- By Felicia Lovett and Linda Means
- Posted Thursday, February 19, 2015
Protect Yourself From the Measles
You may have seen the recent press coverage regarding the measles outbreak. This outbreak began when an infected person spread the illness to more than three dozen people at Disneyland who then exposed many others. Most were unvaccinated, according to California state health officials. The outbreak has now spread to 17 states and Washington DC. The risk of coming into contact with measles increases due to our mobile society. Measles is one of the most highly communicable of all infectious diseases. This information will help you better understand the risk that unvaccinated individuals can have on the public if the disease comes to North Carolina.
The symptoms of measles can appear about 7-14 days after a person is infected. Symptoms can be characterized by:
- cold symptoms
- conjunctivitis, followed by a rash
The rash spreads from the head to trunk to lower extremities. Measles can result in complications such as pneumonia, encephalitis and death.

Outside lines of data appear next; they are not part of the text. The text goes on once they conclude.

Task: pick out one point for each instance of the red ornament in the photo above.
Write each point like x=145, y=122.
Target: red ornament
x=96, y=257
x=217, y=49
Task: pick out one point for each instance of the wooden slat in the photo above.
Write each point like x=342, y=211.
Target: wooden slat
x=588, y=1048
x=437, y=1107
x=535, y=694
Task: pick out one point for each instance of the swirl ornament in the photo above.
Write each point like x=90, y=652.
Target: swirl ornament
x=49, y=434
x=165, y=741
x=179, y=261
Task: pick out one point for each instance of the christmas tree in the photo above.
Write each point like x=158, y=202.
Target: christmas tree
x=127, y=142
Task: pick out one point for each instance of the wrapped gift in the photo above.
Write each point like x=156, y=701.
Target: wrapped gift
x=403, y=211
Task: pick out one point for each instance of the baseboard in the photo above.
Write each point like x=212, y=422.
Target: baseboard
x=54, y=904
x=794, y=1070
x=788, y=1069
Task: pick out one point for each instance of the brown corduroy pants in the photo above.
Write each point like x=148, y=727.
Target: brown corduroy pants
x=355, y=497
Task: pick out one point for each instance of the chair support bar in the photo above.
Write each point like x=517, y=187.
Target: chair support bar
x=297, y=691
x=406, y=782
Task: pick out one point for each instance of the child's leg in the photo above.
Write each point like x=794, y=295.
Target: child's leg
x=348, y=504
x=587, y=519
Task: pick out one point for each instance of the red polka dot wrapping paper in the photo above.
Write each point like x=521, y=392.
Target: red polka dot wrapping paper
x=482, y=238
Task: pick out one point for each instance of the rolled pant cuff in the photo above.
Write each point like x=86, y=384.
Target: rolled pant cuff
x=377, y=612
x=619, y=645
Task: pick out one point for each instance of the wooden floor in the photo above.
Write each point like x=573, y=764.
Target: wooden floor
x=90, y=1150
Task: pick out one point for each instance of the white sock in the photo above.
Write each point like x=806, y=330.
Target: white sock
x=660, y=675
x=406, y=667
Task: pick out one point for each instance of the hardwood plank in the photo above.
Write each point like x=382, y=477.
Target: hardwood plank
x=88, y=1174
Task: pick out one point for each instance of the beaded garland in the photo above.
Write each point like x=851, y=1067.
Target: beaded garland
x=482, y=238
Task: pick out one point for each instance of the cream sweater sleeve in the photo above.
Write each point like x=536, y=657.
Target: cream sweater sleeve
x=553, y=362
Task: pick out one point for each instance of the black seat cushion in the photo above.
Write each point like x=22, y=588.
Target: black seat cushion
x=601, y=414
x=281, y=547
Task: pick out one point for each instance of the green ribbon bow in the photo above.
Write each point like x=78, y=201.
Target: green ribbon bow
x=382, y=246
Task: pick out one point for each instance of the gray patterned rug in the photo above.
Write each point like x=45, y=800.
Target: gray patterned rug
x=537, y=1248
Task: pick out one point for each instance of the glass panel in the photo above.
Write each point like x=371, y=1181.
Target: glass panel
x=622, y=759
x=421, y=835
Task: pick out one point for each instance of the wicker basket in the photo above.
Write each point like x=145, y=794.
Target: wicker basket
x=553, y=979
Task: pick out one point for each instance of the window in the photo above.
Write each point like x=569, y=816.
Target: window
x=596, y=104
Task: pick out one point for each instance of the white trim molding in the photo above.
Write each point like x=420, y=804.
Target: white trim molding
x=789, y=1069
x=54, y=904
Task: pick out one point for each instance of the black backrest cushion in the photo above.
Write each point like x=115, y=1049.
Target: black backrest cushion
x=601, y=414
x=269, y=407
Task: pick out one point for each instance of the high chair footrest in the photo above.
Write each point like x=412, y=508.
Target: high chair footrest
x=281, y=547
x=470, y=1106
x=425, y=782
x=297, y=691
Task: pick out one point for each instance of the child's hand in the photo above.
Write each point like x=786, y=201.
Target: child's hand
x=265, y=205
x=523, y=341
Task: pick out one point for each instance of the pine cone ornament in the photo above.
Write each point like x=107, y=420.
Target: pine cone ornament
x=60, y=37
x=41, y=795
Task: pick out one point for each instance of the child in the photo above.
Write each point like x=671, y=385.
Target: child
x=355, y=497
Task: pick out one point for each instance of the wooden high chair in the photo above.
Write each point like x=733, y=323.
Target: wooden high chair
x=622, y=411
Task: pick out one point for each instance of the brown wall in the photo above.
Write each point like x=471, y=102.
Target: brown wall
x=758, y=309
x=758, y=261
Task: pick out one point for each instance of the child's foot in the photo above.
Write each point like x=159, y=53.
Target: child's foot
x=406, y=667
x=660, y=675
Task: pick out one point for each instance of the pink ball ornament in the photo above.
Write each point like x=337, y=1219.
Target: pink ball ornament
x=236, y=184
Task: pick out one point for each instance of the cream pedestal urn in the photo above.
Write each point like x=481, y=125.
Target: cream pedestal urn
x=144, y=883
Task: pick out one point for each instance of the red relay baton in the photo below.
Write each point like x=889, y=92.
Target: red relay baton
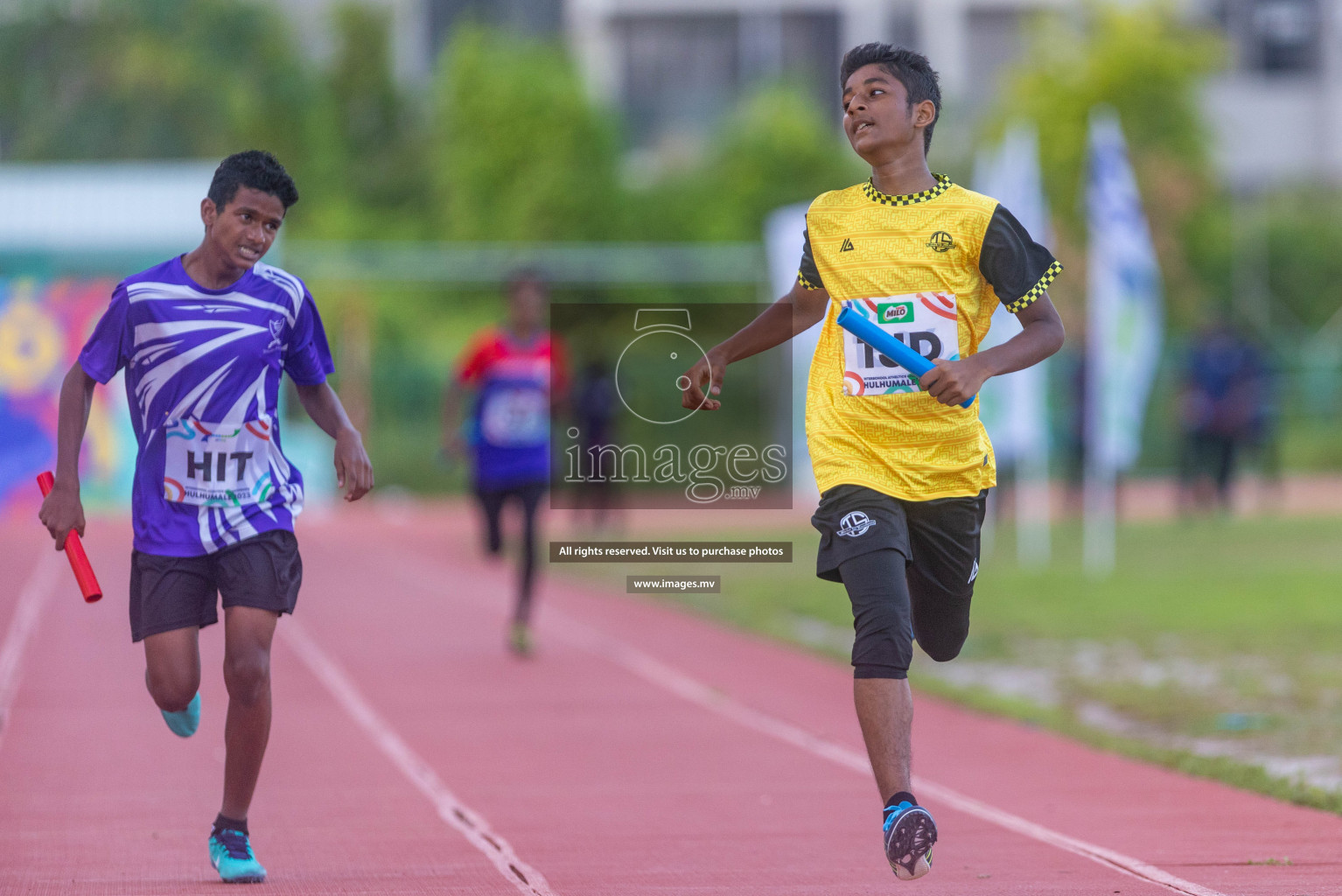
x=74, y=550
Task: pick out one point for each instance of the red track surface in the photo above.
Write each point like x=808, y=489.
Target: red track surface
x=642, y=752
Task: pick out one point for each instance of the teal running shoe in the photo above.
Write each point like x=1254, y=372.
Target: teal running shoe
x=184, y=722
x=909, y=835
x=231, y=855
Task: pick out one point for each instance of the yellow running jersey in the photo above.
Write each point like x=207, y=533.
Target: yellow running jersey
x=930, y=269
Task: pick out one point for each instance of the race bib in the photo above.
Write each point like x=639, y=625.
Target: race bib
x=213, y=465
x=926, y=322
x=515, y=417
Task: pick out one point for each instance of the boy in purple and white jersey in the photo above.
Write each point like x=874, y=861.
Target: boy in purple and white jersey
x=204, y=340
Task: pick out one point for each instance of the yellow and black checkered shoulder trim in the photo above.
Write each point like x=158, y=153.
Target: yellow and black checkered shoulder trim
x=1038, y=290
x=907, y=199
x=806, y=284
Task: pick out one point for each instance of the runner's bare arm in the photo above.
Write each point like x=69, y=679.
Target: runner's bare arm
x=62, y=508
x=786, y=318
x=353, y=468
x=953, y=382
x=454, y=400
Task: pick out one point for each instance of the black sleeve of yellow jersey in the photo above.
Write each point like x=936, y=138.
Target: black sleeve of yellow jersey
x=807, y=272
x=1017, y=267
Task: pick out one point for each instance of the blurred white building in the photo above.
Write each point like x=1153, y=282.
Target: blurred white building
x=675, y=66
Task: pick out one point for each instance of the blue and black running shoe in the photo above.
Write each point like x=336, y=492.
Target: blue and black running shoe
x=231, y=855
x=910, y=835
x=184, y=722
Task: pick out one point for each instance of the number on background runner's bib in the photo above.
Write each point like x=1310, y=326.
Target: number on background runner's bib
x=515, y=417
x=213, y=465
x=926, y=322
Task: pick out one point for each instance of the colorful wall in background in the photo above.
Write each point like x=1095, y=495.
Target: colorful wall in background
x=43, y=324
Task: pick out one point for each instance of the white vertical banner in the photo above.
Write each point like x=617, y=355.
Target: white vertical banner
x=783, y=243
x=1123, y=330
x=1015, y=407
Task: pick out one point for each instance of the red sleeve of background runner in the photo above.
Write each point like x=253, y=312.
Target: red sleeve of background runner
x=558, y=370
x=482, y=352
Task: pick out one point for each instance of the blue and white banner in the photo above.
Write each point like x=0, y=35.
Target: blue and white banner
x=1125, y=318
x=1013, y=407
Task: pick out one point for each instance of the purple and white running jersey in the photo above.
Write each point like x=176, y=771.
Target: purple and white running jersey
x=203, y=370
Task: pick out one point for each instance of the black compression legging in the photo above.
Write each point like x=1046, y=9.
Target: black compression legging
x=892, y=603
x=493, y=503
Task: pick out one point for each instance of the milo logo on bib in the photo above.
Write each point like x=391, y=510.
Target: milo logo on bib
x=894, y=312
x=926, y=322
x=213, y=465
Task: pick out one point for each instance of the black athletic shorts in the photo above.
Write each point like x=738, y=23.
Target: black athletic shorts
x=178, y=592
x=909, y=568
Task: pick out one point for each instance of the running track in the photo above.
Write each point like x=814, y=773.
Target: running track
x=642, y=752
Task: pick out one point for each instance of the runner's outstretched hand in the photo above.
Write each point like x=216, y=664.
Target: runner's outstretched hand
x=353, y=468
x=705, y=380
x=60, y=513
x=954, y=382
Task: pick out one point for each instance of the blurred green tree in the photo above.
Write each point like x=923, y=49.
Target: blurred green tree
x=150, y=80
x=367, y=140
x=518, y=149
x=1148, y=63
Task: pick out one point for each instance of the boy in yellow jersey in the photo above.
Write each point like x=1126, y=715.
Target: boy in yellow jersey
x=902, y=468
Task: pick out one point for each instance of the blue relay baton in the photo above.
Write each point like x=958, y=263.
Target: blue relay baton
x=887, y=345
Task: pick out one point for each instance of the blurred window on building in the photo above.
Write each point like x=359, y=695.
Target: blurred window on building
x=1276, y=35
x=904, y=28
x=1287, y=35
x=525, y=17
x=679, y=74
x=995, y=42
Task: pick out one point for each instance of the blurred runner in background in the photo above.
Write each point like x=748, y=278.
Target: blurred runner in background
x=1223, y=410
x=513, y=375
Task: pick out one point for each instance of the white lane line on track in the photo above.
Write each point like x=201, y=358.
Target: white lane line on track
x=27, y=611
x=683, y=686
x=694, y=691
x=420, y=773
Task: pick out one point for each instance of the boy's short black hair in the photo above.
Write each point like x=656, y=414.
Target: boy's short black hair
x=256, y=169
x=525, y=276
x=912, y=68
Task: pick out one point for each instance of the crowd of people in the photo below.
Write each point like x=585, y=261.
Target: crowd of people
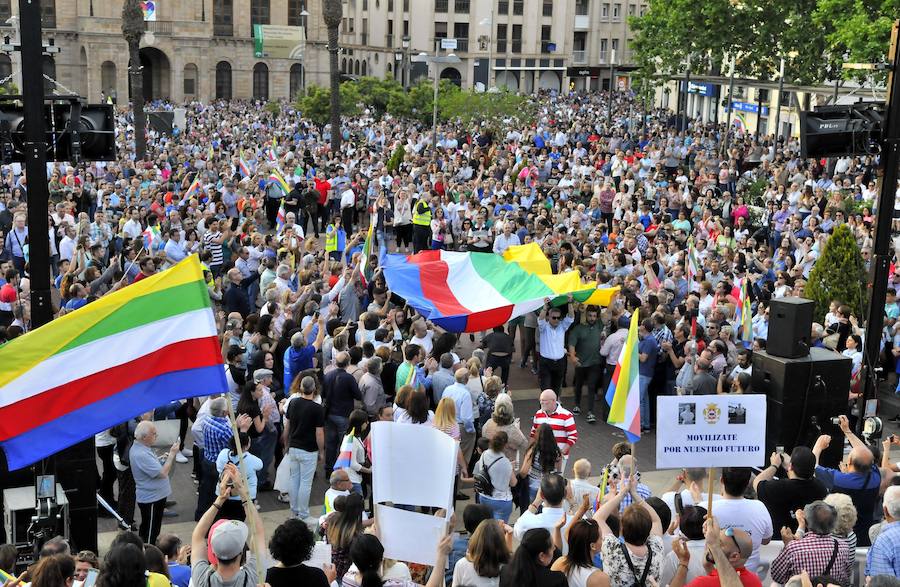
x=312, y=350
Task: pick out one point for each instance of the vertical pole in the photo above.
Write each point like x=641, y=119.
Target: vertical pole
x=881, y=258
x=36, y=162
x=778, y=103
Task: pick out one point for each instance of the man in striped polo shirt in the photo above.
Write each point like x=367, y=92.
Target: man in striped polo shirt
x=560, y=420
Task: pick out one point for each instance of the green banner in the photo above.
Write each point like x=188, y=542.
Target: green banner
x=278, y=42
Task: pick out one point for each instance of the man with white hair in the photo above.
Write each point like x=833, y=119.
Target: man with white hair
x=884, y=555
x=151, y=479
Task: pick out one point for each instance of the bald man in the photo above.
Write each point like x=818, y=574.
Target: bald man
x=860, y=479
x=731, y=547
x=560, y=420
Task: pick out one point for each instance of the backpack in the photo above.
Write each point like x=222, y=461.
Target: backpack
x=483, y=483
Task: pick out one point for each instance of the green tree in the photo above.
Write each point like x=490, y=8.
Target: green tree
x=316, y=103
x=838, y=274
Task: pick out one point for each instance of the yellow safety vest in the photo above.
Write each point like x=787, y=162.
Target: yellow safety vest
x=422, y=218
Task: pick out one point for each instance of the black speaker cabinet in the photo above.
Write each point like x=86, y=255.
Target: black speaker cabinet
x=804, y=394
x=790, y=327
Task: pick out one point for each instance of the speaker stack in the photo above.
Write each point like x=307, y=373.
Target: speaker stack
x=806, y=387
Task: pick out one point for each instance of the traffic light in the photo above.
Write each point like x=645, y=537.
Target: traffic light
x=72, y=132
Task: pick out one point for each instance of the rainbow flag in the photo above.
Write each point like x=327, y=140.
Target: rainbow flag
x=365, y=272
x=623, y=395
x=280, y=218
x=152, y=238
x=746, y=331
x=276, y=178
x=125, y=354
x=345, y=456
x=244, y=166
x=193, y=188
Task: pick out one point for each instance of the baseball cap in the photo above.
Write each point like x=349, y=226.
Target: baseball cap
x=228, y=539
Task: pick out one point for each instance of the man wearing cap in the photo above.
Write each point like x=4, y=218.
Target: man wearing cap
x=228, y=541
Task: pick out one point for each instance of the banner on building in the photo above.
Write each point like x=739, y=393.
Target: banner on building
x=148, y=7
x=278, y=42
x=710, y=431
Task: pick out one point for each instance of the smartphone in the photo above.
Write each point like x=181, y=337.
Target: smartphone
x=91, y=579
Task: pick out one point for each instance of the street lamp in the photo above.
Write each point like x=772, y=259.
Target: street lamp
x=437, y=60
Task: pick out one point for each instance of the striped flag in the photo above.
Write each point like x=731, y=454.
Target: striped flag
x=365, y=272
x=152, y=238
x=693, y=263
x=345, y=456
x=276, y=178
x=122, y=355
x=746, y=315
x=623, y=395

Measles can be prevented in adults and children by getting the MMR (measles, mumps, and rubella) vaccine. The MMR vaccine is safe and very effective at preventing measles infection. Two doses of MMR are routinely recommended for all children unless there is a physician-diagnosed medical reason not to receive it. The first dose is given between the ages of 12 and 15 months, and the second dose is given after the 4th birthday, before the child starts school. The vaccine is 99% effective after 2 doses of MMR.
Pregnant women, people who have recently received blood products, people who have immunosuppressive issues such as leukemia, HIV, on chemotherapy or have any other condition that affects the immune system should not receive the MMR vaccine. Because people with these conditions are at higher risk for complications of the measles, those around them should be fully vaccinated.
If there is a case of measles at your child’s school or daycare and your child has not been vaccinated with the MMR vaccine, they will be excluded from school or daycare until 21 days after the onset of rash in the last case of measles at your child’s school or daycare.
Therefore, we strongly urge all children to get the MMR as soon as possible unless they have a physician-diagnosed medical reason not to receive this vaccine. We must protect those among us that are too young to get the vaccine and those with immune issues. It is all our responsibility to do this, each and every one of us.